Nouvelle donne au Proche-Orient

Publié le par jeunespop57

La disparition d’Ariel Sharon de la scène politique et la victoire du mouvement terroriste Hamas aux élections législatives palestiniennes  fait peser de sérieux doutes sur la poursuite du processus de paix, qui avait pourtant fait de grandes avancées avec l’évacuation des colonies de la Bande de Gaza, décidée par le gouvernement israélien.

Les efforts que le gouvernement d’Ariel Sharon a entrepris pour la paix, après la mort de Yasser Arafat, avaient surpris jusque dans les bastions antisionistes les mieux gardés et ont valu à l’ancien général, si décrié depuis son élection au poste de premier ministre,  nombre de messages de sympathie et de soutien après son hospitalisation.

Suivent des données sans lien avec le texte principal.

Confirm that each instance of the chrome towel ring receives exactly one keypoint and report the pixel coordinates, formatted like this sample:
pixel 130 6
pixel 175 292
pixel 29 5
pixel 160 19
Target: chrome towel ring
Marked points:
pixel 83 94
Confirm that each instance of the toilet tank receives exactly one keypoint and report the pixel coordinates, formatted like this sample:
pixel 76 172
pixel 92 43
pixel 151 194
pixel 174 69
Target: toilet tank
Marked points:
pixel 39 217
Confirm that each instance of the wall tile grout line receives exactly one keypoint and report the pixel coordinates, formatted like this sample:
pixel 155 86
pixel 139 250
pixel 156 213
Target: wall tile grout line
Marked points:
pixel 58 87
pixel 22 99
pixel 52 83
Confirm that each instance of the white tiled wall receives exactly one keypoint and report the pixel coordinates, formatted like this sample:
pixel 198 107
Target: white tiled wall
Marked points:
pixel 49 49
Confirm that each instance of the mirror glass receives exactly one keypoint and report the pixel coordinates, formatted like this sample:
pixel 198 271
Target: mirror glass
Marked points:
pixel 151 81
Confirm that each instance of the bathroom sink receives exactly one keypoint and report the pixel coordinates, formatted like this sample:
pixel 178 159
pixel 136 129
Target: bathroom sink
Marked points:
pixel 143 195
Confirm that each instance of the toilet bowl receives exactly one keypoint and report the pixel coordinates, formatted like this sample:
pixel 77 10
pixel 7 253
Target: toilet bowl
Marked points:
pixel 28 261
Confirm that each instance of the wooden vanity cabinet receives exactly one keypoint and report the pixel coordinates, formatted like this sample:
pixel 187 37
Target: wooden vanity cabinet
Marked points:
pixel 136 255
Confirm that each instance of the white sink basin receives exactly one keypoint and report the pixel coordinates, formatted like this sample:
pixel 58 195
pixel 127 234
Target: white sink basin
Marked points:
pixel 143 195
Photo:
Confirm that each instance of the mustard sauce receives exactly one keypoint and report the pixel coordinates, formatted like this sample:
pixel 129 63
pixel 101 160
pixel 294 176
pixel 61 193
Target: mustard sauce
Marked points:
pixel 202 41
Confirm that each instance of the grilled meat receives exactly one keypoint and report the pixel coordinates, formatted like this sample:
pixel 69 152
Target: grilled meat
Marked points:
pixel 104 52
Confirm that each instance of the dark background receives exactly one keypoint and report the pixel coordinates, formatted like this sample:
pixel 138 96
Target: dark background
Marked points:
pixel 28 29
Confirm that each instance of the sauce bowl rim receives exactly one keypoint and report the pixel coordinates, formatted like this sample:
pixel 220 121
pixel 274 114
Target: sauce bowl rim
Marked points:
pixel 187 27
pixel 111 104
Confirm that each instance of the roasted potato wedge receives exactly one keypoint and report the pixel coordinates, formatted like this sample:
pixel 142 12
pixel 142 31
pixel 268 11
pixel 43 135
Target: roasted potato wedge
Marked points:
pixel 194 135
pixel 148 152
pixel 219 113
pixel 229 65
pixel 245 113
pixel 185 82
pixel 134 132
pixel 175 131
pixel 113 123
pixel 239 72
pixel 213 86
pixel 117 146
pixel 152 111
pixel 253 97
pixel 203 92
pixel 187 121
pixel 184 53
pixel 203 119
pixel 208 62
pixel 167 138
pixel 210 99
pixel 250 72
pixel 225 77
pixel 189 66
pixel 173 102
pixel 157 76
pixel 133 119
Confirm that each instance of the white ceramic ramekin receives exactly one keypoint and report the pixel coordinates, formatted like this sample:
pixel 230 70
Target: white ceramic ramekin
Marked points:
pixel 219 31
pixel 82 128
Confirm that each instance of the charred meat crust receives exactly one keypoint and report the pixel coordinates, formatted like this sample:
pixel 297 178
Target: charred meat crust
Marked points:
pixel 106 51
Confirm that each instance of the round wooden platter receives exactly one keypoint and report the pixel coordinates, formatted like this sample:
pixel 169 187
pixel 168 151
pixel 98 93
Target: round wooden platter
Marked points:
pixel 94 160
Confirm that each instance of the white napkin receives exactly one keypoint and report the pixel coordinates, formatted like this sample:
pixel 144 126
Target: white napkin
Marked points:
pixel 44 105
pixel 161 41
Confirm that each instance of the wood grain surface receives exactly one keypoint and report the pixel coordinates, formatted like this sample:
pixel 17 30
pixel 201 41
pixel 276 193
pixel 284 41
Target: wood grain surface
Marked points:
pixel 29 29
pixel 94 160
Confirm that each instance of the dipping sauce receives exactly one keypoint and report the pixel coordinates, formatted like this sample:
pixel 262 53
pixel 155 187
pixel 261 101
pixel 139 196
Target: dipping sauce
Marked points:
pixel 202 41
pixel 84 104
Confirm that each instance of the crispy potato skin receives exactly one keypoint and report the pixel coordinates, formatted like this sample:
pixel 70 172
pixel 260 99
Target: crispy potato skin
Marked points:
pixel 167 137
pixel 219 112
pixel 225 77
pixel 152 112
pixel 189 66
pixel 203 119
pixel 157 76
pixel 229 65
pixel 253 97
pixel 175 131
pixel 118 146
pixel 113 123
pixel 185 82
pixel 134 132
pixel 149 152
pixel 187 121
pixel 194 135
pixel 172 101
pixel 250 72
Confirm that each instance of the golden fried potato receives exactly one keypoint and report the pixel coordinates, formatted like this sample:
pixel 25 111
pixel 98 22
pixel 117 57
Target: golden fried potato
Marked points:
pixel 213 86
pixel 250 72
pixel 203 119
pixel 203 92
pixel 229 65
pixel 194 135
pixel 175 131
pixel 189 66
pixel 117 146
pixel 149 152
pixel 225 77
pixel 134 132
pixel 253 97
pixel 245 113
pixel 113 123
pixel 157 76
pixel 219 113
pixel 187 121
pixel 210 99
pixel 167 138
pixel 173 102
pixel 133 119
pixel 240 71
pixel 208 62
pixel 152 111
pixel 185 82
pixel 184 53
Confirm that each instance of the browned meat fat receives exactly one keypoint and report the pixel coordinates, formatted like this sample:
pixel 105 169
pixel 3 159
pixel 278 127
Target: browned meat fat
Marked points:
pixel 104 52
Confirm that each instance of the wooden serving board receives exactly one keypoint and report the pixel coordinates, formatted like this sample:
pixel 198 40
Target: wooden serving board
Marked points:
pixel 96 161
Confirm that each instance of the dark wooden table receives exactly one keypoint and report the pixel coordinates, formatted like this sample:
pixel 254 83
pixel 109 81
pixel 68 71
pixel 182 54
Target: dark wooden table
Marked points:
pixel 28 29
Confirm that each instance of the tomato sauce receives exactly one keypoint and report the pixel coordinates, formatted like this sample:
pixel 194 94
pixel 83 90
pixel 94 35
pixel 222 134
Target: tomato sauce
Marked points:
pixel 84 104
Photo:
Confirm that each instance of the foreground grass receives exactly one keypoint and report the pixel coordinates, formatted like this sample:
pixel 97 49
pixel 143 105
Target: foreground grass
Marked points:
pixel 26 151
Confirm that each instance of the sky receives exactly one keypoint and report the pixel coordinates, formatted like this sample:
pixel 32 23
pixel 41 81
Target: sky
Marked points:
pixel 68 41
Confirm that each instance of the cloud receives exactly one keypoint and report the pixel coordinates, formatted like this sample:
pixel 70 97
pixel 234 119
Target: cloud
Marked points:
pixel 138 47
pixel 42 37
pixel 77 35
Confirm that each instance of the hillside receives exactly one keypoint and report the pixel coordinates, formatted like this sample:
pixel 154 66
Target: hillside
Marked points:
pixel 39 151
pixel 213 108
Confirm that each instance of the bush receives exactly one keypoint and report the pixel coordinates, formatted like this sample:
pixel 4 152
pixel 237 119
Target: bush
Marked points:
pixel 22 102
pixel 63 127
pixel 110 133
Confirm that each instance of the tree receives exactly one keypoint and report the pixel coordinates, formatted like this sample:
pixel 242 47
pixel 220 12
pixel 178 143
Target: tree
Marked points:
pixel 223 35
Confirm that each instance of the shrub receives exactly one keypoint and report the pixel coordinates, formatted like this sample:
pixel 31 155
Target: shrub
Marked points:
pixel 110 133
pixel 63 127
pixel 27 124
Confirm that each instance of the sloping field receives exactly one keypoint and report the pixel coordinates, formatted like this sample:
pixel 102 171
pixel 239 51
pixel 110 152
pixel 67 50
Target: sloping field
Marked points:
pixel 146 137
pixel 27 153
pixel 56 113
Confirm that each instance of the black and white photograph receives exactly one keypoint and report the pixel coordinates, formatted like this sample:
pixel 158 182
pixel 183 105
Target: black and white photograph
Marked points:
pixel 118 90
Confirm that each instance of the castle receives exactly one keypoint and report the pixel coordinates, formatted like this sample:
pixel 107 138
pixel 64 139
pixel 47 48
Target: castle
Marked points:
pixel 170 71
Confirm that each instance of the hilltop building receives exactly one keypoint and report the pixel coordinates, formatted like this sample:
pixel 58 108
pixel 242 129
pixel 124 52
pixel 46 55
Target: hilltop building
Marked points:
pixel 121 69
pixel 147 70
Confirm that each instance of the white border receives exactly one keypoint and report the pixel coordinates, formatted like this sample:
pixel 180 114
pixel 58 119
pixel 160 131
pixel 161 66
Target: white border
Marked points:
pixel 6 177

La disparition politique d’Ariel Sharon quelques mois avant les élections législatives israéliennes n’a pas remis en cause la forte avance du parti qu’il avait créé autour de lui, Kadima, dont le programme est axé sur la poursuite de ces efforts  pour la paix, efforts voulus et massivement approuvés par l’opinion publique israélienne.

Si on peut se féliciter qu’enfin les Palestiniens aient eu droit à des élections libres et démocratiques, la victoire du Hamas, organisation terroriste, ne peut que compromettre les efforts de paix. En effet, d’une part, on peut comprendre qu’Israël soit peu disposé à discuter avec un tel partenaire, responsable de tant d’attentats contre sa population. D’autre part, le programme du Hamas n’intègre pas la reconnaissance de l’Etat d’Israël, mais sa destruction. Le processus de paix ne peut qu’en pâtir, comme le prouve le rejet des accords d’Oslo par le leader du Hamas.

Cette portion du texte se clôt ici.